They’re a team. They’re a loose affiliation. They’re a group of like-minded individuals.
But according to a group of candidates for Campbell River city council, they’re not a slate.
A slate can have a bad connotation in municipal politics – implying a common platform and voting as a block, for example – and that’s not what mayoral candidate Kermit Dahl and council candidates Doug Chapman, Ron Kerr, Ben Lanyon, Susan Sinnott and Sean Smyth intend.
“Simply, there is no slate,” Dahl said. “There’s a group of like-minded people that want to see solutions to our problems and make Campbell River the place that it used to be. When we’re seeing all these stabbings downtown and three police shootings in less than 12 months, things are getting out of control here.”
Dahl said there is a lack of leadership on issues with people saying that it’s not their job.
“It might not be our job but no one else is doing it,” Dahl said. “So, we need to figure out what we can do.”
The Mirror has been approached by members of the public expressing concern about what they called a slate and there has been some discussion on social media about the possibility.
Lanyon also used the term like-minded to describe their group.
“So, you have basically a like-minded sort of approach on certain things,” he said. “It’s a loose affiliation, that of people that we know can work well together.”
Lanyon said they have identified three priorities: the downtown situation with homelessness and what’s described often as lawlessness; leadership that restores morale at City Hall and that helps with the third issue, efficiency.
Chapman was emphatic in his rejection of the term slate.
“That’s a false accusation,” he said. “And I say that because no one is going to tell me what to say or what to think and then, what to do. We are a group who are like-minded. We don’t agree on everything. We have the ability to come to solutions that are going benefit the community.”
Chapman said they do agree on such issues as getting back to “some basic financial planning, living within our means.” For example, he said there are over 700 subdivision applications awaiting approval, some dating back to 2017.
“We believe that is unacceptable,” he said. “We need to get these properties developed and that would go a long way to alleviating the housing shortage in Campbell River.”
One of the concerns about the group has been an association made to a Facebook page called Campbell River Freedom. The principals of the page had organized a “meet and greet” with candidates for Saturday, Oct. 8 which was cancelled. The only candidates advertised as attending were the Dahl, et al., group.

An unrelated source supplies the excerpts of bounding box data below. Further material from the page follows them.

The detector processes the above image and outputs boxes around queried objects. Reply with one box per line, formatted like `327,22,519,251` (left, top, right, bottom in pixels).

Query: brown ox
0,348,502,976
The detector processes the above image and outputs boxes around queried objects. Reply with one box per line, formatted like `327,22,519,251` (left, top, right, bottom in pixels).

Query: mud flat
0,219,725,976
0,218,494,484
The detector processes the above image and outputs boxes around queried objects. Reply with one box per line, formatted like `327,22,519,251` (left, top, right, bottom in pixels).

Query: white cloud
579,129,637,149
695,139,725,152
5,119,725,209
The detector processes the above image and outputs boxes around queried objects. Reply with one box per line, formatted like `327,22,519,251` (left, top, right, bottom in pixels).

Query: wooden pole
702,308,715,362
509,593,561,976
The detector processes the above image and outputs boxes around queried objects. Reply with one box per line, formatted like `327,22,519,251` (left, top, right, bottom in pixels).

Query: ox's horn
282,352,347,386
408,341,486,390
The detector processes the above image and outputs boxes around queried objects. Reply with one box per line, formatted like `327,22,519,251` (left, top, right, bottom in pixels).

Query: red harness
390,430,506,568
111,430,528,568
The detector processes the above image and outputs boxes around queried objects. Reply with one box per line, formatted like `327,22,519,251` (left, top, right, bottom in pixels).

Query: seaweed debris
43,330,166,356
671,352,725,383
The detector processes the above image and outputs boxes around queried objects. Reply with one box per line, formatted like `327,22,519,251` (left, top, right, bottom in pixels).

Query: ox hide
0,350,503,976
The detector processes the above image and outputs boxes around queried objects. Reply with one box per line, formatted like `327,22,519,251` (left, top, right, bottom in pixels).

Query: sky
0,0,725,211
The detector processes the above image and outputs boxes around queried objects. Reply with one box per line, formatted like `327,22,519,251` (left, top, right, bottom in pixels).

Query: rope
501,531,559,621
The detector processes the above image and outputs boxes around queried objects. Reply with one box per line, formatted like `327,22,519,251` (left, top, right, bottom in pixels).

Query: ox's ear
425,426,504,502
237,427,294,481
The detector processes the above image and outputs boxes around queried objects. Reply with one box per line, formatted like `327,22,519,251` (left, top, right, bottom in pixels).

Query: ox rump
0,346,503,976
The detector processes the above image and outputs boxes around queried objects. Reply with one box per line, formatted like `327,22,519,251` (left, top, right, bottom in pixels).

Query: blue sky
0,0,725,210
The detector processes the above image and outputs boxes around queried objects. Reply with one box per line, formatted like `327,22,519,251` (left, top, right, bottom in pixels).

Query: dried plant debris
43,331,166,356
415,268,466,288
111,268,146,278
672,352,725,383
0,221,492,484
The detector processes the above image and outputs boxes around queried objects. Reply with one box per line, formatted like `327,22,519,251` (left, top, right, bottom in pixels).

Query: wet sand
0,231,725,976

Chapman said they told the organizer that it’s not a public meeting if it doesn’t involve all candidates and they were not interested.
Lanyon said they have no affiliation with anything connected to the Campbell River Freedom page. He believes everybody should be heard, regardless of what their views are, but he is not interested in anything that would be considered racist or extreme.
Chapman said his group would be transparent with its workings on council – he expressed a dislike for the tendency for council to go in-camera too often – and it would broaden consultation in the community and particularly extend it to neighbouring First Nations communities.